INDENPRES MEDIA ISTANA

Friday 24 August 2018

Para Sentono Dalem Demo Raja Solo, Tuntut Buka Akses Keraton. Pertama Terjadi Di Indonesia.


Solo, Jawa Te
ngah. Sejumlah Sentono Dalem dan Paguyuban Kawulo Surakarta ( Pakasa ) demo di depan Kori Kamandungan Keraton Surakarta Hadiningrat, baru-baru ini. Unjuk rasa ini menuntut Paku Buwono ( PB ) XIII membuka akses Keraton Solo.
Para kerabat raja berjalan dari Siti Hinggil hingga ke Kori Kamandungan. Sampai di Kamandungan mereka membentangkan tiga buah spanduk.
Koordinator aksi, GKR Koes Moertiyah Pakubuwono, mengatakan bila aksi ini digelar untuk menuntut PB XIII mengembalikan para Sentono Dalem ke dalam keraton. Dikatakan pula oleh GKR Koes Moertiyah saya sampaikan kepada PB XIII melalui aparat yang mengawal masuk, aksi ini tak akan berhenti sampai dikembalikan ke Keraton. Kalau perlu sampai tidur di depan Kamandungan.
Menurut aksi, Gusti Moeng, panggilan akrabnya, udah satu tahun lebih pihaknya tak dapat mengakses Keraton Surakarta Hadiningrat.
Spanduk bertuliskan " Keraton Bukan Milik Pribadi Pakubuwono XIII; Mohon Keraton Segera Dibuka untuk pariwisata dan pendidikan serta Keraton Surakarta Hadiningrat Milik.
Pihaknya dengan tegas menuntut kembali ke dalam keraton untuk bekerja seperti sedia kala. Untuk ngaladeni apa yang menjadi kebutuhan keraton, memelihara keraton, juga menjalankan semua tata cara adat secara benar.
Saat ini kondisi Keraton Surakarta Hadiningrat memprihatinkan. Perannya sebagai pusat kebudayaan dinilainya hilang sering susahnya pelajar mengakses keraton dalam rangka kepentingan pendidikan kebudayaan. Ini bukti Sinuhun harus dibantu untuk mengelola keraton karena beliau sakit maka tidak mampu menjalankan pemerintahannya sendiri. Harus bekerja mengampu dan orang- orang yang selama ini mendampingi Sinuhun harus disingkirkan.
Menurut Gusti Moeng, selaku Sentono Dalem, pihaknya yang merupakan keturunan PB II hingga PB XIII tak dapat dipandang sebelah mata.
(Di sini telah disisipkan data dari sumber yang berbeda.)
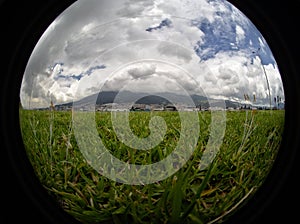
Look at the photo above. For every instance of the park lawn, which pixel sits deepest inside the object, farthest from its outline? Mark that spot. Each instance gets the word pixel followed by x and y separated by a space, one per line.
pixel 191 195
Dengan tegas Keraton Surakarta Hadiningrat bukan milik pribadi PB XIII, jadi ia mengklaim semua kerabat memiliki hak sama.
Gusti Moeng juga menjelaskan bahwa dilahirkan di dalam keraton dan ini komunitas kita semua. Komunitas adat yang dinaungi oleh Keraton Surakarta Hadiningrat dan Pokoso sudah berdiri sebelum republik berdiri pada tahun 1931.
Kori adalah akses di batas kategori ruang publik dengan ruang pribadi individual atau komunal bangsawan, dalam variasi wujud celah atau lubang tanpa atap, lubang beratap, atau ruangan beratap dengan dinding berlubang pembagi ruangan, atau dalam bahasa yang sederhana, koriitu berarti pintu ( gate).
Di Kamandungan terdapat cermin besar untuk bercermin sebelum masuk keraton atau istana. Secara lahiriah, hal tersebut dimaksudkan agar siapa pun yang akan masuk kedalam kraton berhenti sejenak untuk bercermin, atau mengoreksi apakah pakaian yanf dikenakan sudah cukup pantas untuk masuk ke dalam kraton. Secara batiniah, mengingatkan agar manusia hendaknya selalu bercermin akan tingkah laku dan perbuatan serta menjaga kesucian hati. Sikap yang demikian ini memunculkan ungkapan mulat sarira hangrasa wani, yang berarti tanggap diri apakah pantas, bersih, rapi bertatakrama dalam ' berbusana' ( agagama ageing aji) untuk menghadap Sang Pencipta.
Sedangkan, kamandungan berasal dari kata mandhungyang berarti berhenti ( sesaat ). Melewati gerbang pelataran Kamandungan dan menapaki Balerata menuju Kori Kamandungan bermakna laku batin sampai pada bagian prosesi Penembah ( Andhung ). ( na )****.